The mass spectrum of HECA revealed the presence of flavonoids, terpenoids, phenolic derivatives confirming studies performed by El-Azizi et al. Other wise, in this study was possible identify catechin and epicatechin by comparison with injection of authentic standards. These compounds have been previously found in the bark [ 18 , 20 ], besides kaempferol and apigenin- 7-O- glucoside that were never identified in this specie before.
Among the identified phenolics, flavan- 3- ols as catechins and epicatechin has shown significant antioxidant activity including the potential inhibitory effect on xanthine oxidase [ 46 ]. Besides, the pretreatment of fibroblasts cells with catechin accelerated the proliferative response even after induction of oxidative stress [ 47 ]. Hiruma-Lima and coworkers, identified in C.
The critical role of PGE2 in the healing process and fibroblast proliferation is confirmed by the fact that immediately after the injury the cyclooxygenase 2, COX 2 , the primary enzyme producing PGE2, is induced in the epidermis and the assays in which the use of specific inhibitors of COX-2 led to delays in healing [ 50 ].

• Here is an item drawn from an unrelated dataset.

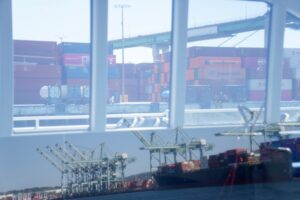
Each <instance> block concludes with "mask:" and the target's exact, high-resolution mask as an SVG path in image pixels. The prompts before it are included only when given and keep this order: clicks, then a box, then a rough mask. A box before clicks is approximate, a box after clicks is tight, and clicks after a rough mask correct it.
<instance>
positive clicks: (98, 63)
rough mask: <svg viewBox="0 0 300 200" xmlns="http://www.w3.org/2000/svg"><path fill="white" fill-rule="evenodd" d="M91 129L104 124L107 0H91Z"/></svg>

The intake of catechins from the green tea for 12 weeks induced the incorporation of catechin metabolites into human skin associated with abrogated UVR-induced pro-inflammatory mediators hydroxyeicosatetraenoic acid HETE but did not reduce PEG2 [ 51 ].
Plant extracts rich phenolics compounds including catechin and epicatechin stimulated the growth of ephitelial and fibroblast cell as well as enhance the vessels formation in vitro [ 52 , 53 ], catechin was able to increase the viability of human umbilical vein endothelial cells HUVEC , reducing apoptosis, but it contoled the angiogenesis in excess of VEGF [ 54 ].

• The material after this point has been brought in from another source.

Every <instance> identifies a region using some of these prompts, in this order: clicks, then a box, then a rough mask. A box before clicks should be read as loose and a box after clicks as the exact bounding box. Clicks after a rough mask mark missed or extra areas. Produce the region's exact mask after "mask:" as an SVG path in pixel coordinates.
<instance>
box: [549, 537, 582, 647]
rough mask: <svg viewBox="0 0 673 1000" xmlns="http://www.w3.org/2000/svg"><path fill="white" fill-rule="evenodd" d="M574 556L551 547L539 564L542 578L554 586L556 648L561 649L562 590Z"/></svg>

The compounds kaempferol and apigenin- 7- O- glucoside have never been identified before in this specie. Regarding quercetin and its derivatives, anti-oxidant and anti-inflammatory activities have been attributed in the same way the kaempferol, apigenin and its derivatives [ 55 , 56 ].
While apigenin and kaempferol strongly inhibit COX-2 induction by inhibiting factor-kB nuclear transcription factor NF-kB via kB-inhibitor, on the other hand, the derivatives of these compounds as well as quercetin and catechins appear to slightly inhibit COX- 2 [ 55 ], this is important to modulate the inflammation. Topical application of quercetin appears to be effective in treating wounds by enhancing granular tissue formation, enhancing fibroblast proliferation, and collagen production with decreased inflammatory cytokines, including in diabetic animals [ 57 , 58 ].